Zoologists have generally agreed that a short, 600 base pair fragment of DNA from the mitochondrial genome (CO1) exhibits sufficient variation to allow for unique identification of animal species. Unfortunately, that region is not sufficiently variable in plants to serve as a universal DNA barcode. A number of alternative gene regions have been proposed [see Kress, W.J., K.J. Wurdack, E.A. Zimmer, L.A. Weigt, and D.H. Janzen. 2005. Use of DNA barcodes to identify flowering plants. Proc. Natl. Acad. Sci. 102(23):8369-74 for a thorough discussion], but there has been no consensus within the international botanical community as to which single locus would serve most effectively as a plant DNA barcode.


The goal of Phase I of the project (completed in December 2005) was to identify three or more candidate gene regions from a small set of plants that could be further tested across the entire plant kingdom in Phase II of the project. There was consensus among the group that such loci needed to meet the following criteria: 1) they should be located from within the plastid genome, rather than nuclear or mitochondrial; 2) they should be coding genes rather than intergenic spacers; 3) they should be of a total length not exceeding 800 base pairs; 4) they should exhibit only minimal length variation across the plant kingdom for alignment purposes; 5) they should be amplified easily with universal primers; and 6) they should exhibit sufficient variation to distinguish among closely related species. During a three-day workshop held at Kew Gardens from December 11-13, 2005, the Plant Working Group's Principal Investigators were presented with the findings of Phase I, which identified YCF5, accD, rpoB, and rpoC1 as primary target loci best fulfilling these criteria, with matK and ndhJ as secondary reserves. The results were based on a novel method of universal amplification primer design devised by Drs.

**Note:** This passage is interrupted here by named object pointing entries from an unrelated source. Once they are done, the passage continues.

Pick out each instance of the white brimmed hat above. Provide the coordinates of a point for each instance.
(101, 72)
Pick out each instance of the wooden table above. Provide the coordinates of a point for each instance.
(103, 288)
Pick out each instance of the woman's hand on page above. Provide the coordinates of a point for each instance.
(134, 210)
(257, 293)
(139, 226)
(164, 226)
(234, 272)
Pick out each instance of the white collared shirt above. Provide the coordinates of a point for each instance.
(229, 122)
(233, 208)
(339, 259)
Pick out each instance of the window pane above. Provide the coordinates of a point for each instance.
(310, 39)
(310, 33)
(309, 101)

Michael Wilkinson and Nicola Toomey at Reading University, followed by plastid genome sequencing of 122 plants representing 61 phylogenetic sister-species pairs from across the entire plant tree of life. [ See Project Rationale]

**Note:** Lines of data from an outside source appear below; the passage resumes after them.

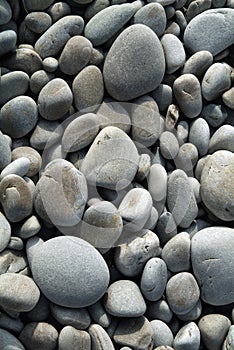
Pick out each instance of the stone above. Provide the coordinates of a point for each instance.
(210, 22)
(216, 184)
(182, 292)
(54, 99)
(71, 259)
(18, 292)
(140, 43)
(53, 40)
(18, 116)
(214, 328)
(124, 299)
(154, 279)
(208, 259)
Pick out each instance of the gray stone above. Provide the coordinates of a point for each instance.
(53, 40)
(208, 259)
(176, 253)
(124, 299)
(77, 318)
(88, 88)
(75, 55)
(54, 99)
(188, 338)
(39, 335)
(19, 116)
(162, 333)
(154, 279)
(214, 328)
(153, 16)
(124, 81)
(71, 259)
(112, 160)
(72, 339)
(182, 292)
(187, 92)
(217, 184)
(18, 292)
(216, 80)
(210, 22)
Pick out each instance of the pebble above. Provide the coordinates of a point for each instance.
(71, 259)
(39, 335)
(52, 41)
(154, 279)
(124, 299)
(214, 328)
(187, 92)
(153, 16)
(77, 318)
(176, 253)
(18, 116)
(142, 43)
(19, 293)
(216, 184)
(187, 292)
(71, 339)
(54, 99)
(88, 88)
(210, 22)
(208, 259)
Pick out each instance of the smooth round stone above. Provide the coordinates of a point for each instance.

These same primary target gene segments have been sequenced for the plant species targeted within the Botanical Garden Forest. Each species has been newly collected, identified by at least two staff botanists, and pressed to serve as a new voucher in the Steere Herbarium. Newly collected leaf tissue has been preserved in silica gel and frozen to serve as a source of total genomic DNA for the project. All laboratory methods are being carried out within the state-of-the-art facilities of the Botanical Garden's new Pfizer Plant Research Laboratory following universally agreed upon protocols for DNA Barcoding as proposed by CBOL and the Plant Working Group.